Ulster loyalist (1965–2022)

Samuel McCrory (22 March 1965 – 24 July 2022), also known as Skelly McCrory, was a member of the Ulster Defence Association (UDA), an Ulster loyalist paramilitary organisation. In 2008 he came out as gay, and as a gay activist.

In his youth McCrory formed a racist skinhead gang along with future UDA Brigadiers Johnny Adair and "Fat" Jackie Thompson. He was knee-capped by the UDA for assaulting a pensioner.

McCrory's first target was Francisco Notarantonio, who was allegedly set up by British Army agent Brian Nelson to divert the UDA from targeting Freddie Scappaticci. On 9 October 1987, Notarantonio, a 66-year-old who had been interned in 1971, was shot dead at his home in Ballymurphy.

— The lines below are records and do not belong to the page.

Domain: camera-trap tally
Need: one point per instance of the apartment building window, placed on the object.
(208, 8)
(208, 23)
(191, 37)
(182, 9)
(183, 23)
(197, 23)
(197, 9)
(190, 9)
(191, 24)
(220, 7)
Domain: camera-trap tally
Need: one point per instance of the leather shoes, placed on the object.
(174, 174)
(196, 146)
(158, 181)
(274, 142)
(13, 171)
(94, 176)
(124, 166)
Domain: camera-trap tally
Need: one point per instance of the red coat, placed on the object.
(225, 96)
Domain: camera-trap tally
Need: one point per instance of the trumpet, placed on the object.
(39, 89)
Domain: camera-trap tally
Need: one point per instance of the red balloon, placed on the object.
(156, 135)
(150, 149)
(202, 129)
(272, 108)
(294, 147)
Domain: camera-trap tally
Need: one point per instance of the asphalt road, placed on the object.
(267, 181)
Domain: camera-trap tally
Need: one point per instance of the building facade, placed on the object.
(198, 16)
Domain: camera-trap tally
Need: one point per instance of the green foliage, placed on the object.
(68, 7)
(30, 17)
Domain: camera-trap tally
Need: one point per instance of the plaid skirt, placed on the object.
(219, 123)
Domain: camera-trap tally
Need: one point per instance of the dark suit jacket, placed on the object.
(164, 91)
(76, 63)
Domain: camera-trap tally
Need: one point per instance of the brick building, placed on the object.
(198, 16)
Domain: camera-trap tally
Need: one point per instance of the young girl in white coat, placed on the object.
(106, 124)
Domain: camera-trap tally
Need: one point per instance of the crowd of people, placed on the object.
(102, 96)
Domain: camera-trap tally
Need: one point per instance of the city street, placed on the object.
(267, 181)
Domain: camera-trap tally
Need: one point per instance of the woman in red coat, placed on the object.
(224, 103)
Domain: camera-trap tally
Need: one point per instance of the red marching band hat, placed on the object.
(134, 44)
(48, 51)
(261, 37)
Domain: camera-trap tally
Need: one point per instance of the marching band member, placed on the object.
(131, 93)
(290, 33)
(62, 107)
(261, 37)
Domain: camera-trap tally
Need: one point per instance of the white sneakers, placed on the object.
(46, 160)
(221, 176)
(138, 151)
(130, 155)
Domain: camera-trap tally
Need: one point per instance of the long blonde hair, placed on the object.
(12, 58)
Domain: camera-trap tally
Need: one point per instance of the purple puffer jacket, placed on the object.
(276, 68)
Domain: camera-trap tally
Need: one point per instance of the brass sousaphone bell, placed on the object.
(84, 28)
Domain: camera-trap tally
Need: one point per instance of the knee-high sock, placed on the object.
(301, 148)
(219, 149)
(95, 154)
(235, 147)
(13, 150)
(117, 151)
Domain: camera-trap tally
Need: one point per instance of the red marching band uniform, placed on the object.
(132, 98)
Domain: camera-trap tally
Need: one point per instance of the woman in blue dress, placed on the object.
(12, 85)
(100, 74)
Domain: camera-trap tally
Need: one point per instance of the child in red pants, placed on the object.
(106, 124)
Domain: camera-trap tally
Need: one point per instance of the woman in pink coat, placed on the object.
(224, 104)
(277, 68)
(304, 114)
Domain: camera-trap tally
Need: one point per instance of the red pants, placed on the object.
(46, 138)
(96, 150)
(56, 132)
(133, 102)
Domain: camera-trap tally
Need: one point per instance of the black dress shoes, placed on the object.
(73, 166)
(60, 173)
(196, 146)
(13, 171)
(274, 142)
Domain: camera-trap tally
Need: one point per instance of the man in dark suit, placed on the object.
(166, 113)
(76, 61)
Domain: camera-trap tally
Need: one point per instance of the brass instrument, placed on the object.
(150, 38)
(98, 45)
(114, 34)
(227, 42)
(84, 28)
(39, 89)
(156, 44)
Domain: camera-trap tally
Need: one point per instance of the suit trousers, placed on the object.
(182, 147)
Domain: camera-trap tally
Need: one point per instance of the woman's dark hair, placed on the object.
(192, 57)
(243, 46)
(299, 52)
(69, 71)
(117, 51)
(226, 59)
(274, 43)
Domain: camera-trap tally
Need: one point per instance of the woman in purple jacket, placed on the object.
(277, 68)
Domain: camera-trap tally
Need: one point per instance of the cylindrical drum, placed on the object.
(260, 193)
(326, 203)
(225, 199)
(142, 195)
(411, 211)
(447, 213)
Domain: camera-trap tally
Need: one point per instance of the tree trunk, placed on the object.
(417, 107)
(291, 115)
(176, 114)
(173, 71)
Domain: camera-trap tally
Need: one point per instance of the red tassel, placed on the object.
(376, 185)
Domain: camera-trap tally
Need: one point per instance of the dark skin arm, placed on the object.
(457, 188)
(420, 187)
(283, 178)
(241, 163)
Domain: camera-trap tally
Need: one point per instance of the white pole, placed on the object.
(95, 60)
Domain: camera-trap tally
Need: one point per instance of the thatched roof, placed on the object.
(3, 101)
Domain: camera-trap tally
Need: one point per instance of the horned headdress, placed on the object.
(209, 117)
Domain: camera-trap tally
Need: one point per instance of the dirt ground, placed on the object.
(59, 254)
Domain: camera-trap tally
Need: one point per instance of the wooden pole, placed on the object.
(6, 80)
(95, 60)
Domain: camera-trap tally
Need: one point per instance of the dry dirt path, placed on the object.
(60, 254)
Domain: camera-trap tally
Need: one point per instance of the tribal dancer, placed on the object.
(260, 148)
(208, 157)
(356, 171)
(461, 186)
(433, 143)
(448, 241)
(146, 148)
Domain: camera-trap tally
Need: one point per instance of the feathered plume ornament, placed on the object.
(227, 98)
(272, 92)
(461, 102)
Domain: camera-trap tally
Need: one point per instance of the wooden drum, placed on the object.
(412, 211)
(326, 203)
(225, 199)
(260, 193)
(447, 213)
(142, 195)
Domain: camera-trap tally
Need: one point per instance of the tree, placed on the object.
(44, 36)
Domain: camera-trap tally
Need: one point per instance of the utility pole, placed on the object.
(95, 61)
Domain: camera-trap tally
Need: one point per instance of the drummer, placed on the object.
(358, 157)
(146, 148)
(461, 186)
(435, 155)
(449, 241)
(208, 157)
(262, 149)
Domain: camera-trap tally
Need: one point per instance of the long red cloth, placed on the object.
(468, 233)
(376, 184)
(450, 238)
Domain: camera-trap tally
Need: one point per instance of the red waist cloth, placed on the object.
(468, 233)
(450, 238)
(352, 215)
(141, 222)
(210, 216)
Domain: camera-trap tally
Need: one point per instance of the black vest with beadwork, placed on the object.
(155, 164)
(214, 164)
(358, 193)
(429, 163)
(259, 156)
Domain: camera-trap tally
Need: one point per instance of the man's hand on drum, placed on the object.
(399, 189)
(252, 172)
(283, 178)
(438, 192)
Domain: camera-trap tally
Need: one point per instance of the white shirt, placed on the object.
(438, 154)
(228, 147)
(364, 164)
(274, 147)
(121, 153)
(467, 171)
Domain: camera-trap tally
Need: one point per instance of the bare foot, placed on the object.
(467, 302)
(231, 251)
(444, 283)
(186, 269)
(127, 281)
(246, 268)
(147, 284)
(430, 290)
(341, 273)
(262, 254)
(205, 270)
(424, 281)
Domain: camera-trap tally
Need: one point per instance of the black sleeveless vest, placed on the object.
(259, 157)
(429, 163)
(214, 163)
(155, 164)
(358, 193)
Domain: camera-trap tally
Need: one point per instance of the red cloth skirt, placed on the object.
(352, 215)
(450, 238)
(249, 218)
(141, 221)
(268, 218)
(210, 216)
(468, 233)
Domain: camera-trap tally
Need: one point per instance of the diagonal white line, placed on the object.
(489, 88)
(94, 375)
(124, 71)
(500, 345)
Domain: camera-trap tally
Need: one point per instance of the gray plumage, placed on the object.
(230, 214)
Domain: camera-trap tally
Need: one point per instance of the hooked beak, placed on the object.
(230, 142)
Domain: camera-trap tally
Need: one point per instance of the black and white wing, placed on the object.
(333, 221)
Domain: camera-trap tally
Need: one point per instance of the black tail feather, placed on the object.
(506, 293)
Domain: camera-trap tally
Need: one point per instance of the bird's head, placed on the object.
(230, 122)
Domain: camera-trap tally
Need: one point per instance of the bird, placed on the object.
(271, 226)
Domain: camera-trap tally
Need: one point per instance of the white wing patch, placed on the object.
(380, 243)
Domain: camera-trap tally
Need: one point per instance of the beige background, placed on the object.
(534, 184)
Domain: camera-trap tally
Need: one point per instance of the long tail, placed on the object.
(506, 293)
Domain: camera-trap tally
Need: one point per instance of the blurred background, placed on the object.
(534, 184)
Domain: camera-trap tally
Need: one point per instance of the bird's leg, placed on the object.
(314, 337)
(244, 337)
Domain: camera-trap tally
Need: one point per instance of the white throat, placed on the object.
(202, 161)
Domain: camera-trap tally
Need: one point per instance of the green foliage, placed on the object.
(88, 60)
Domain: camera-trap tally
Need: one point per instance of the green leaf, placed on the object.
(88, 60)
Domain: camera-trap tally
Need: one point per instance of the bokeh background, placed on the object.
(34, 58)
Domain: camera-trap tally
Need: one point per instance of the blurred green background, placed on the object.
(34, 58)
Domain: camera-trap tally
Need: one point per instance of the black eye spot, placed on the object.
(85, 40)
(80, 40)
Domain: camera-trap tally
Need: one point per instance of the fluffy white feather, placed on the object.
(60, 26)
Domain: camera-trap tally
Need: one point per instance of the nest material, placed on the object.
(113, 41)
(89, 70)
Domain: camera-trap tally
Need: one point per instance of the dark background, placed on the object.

In July 1992 McCrory, Thompson and two others set off to target Provisional Irish Republican Army leaders Brian Gillen and Martin Lynch. The UDA attackers were ambushed by the British Army on Finaghy Road North on the border between South and West Belfast and were fired upon. McCrory was arrested and received a long prison sentence. He eventually became the UDA officer in command at the Maze Prison and, as such, attended a meeting with Secretary of State for Northern Ireland, Mo Mowlam, during the peace process.

After his release, police accused him of involvement in a gun attack on a bar in August 2000 at the start of a loyalist feud with the Ulster Volunteer Force (UVF).

He appeared in an episode of Danny Dyer's Deadliest Men. In the programme, Danny Dyer met McCrory in the Scottish seaside town of Ayr, where McCrory was living. The two visited McCrory's former city of Belfast.

In 2015 four men were arrested in Glasgow and charged with plotting to kill to McCrory and Johnny Adair. Charges against one of the accused were subsequently dropped on 1 July 2015. The three other defendants, Antoin Duffy, Martin Hughes and Paul Sands, were convicted of the plot on 20 July 2015.

McCrory died after an accidental fall on concrete steps near his home on 24 July 2022, at the age of 57. He suffered fatal head injuries.